By now he is dangling in half from his waist, his head tucked, staring at the ground with his eyes large and round, his hands grasping an imaginary stick in total terror. He looks up at me.

“Then it pulls out.” He smiles somewhat maliciously.

“Best ride I ever had.”

Another pilot tells the same story of spinning his 20. “For the first time, I understand why people spin in. I took every it of courage I had to push that stick forward. Then it tucks.”

I fly level and carefully. Today I think I’ll just avoid  a spin. I stick to approaches to turning stalls and a very, very gentle stall. I practice banking and turning in a coordinated fashion. I try to find lift and to climb.

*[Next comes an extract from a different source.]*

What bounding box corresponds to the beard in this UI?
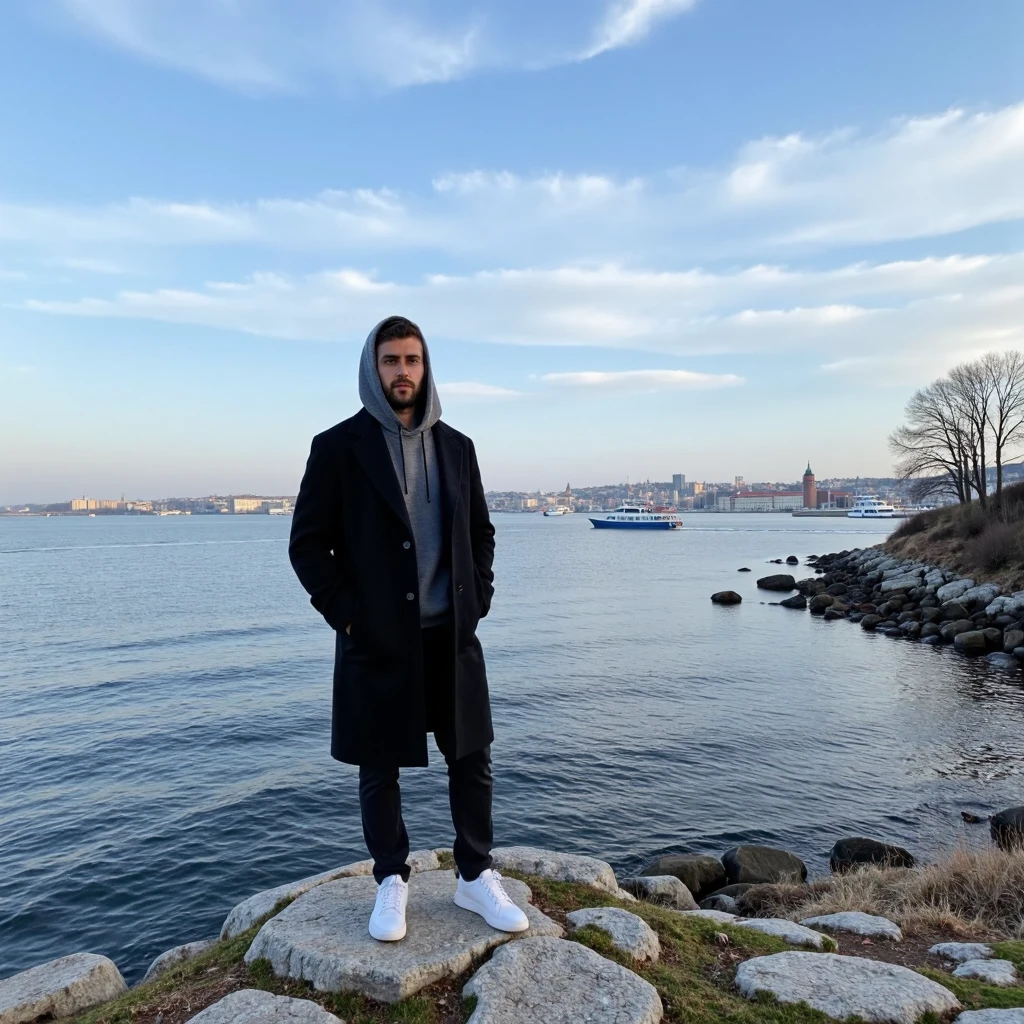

Here I am at 5,000 feet. Terrified in my new plane. Did I say I like adventure? I take it back. I don’t want any more adventure. I want to get down safely. How am I ever going to land this thing?

 

“Flying is the second greatest thrill known to man. Landing is the first. -Pithy Pilot Sayings”

The air is silent, except for the pounding of my heart. No wind, no noise no sensation of speed. Just the feel of the air under me, over me, surrounding me. Just the feel of these strange controls. Just the feel of movement as the plane banks and turns, carrying me with it.

It is effortless to stay aloft. But after an hour, I am tired of the effort needed to learn to fly. My first flight should be a short one, a familiarization flight. Time to think about landing.

Landing I have retractable gear (which way was down?), six flap settings and fifty feet of wing to contend with. What if a crosswind has picked up? What if there is sheer through the trees. Perhaps I can still jump. Surely three thousand get is enough altitude for me to get out safely. My parachute sits still on my back, the orange canopy release handle taunts me. Here, pull here, it beckons.

Instead I look at the landing checklist. UFSTALL. Undercarriage, flaps, speed, trim, altitude, look out, land. One of the guys at the airfield adds another item to his landing list. UFFSTALL. The F comes into play when you verbally run through it. You FUCKING Stall and You Die. It’s a bit vulgar, but it does get your attention. I add it to my checklist too.

I crack my dive brakes to bleed off altitude. It takes time. This plane really flies. Only at the time, I am too inexperienced to know that. I just know that I have to land.

I run through my checklist. “Don’t let the airspeed get away from you, ” I had been warned. Procedures help me to focus. Undercarriage, down. Flaps, set. Speed. Stay on top of the speed. Don’t let it get away from you.

Trim.

Altitude, no traffic in the pattern. Looking, looking. No wind. Thank God there is no wind.

You fucking stall and you die.

This is it. No second chances, no go arounds. I maintain my glide path and I descend, down, down. I don’t see the trees underneath me, I do not see the grass. I barely see through my own inexperience and fear. I thud onto the ground. Landing and a half. But I walk away.

 

“Any landing you walk away from is a good one.” -Pithy  Pilot Sayings

 

And now I start to fly with a new voice, my voice.

You fly with weather, past, present and future. You fly with the terrain, with the wind, with the birds and the clouds. Most of all, you fly with yourself.

I learn many things about myself flying sailplanes. I learn that I have courage. I am smart and I am stupid. I have a good sense of direction , but I am navigationally impaired. I learn that I have a tendency to push too hard, sometimes beyond my abilities. I progress, but I take risks. I need to take careful ones, not careless ones. Sometimes I am careless. Sometimes I am lucky. On occasion, I am skillful.

I learn about trust. I learn to trust the day, to trust the weather and to trust that I have the skills to navigate the sky. I learn flexibility, as I adjust to changing conditions, sometimes holding back, sometimes pushing forward sooner than I had anticipated. I learn awareness of my environment. Patience. I watch the day unfold and cycle, the clouds as they build then exhaust themselves. I look to the birds for guidance.

I feel so extraordinarily alive in the sky. With each moment in the air, with each decision I make, I am fully present in the moment and acutely aware of my surroundings. It is such a gift, to be able to soar. For me, it is truly a gift and the love of a new life.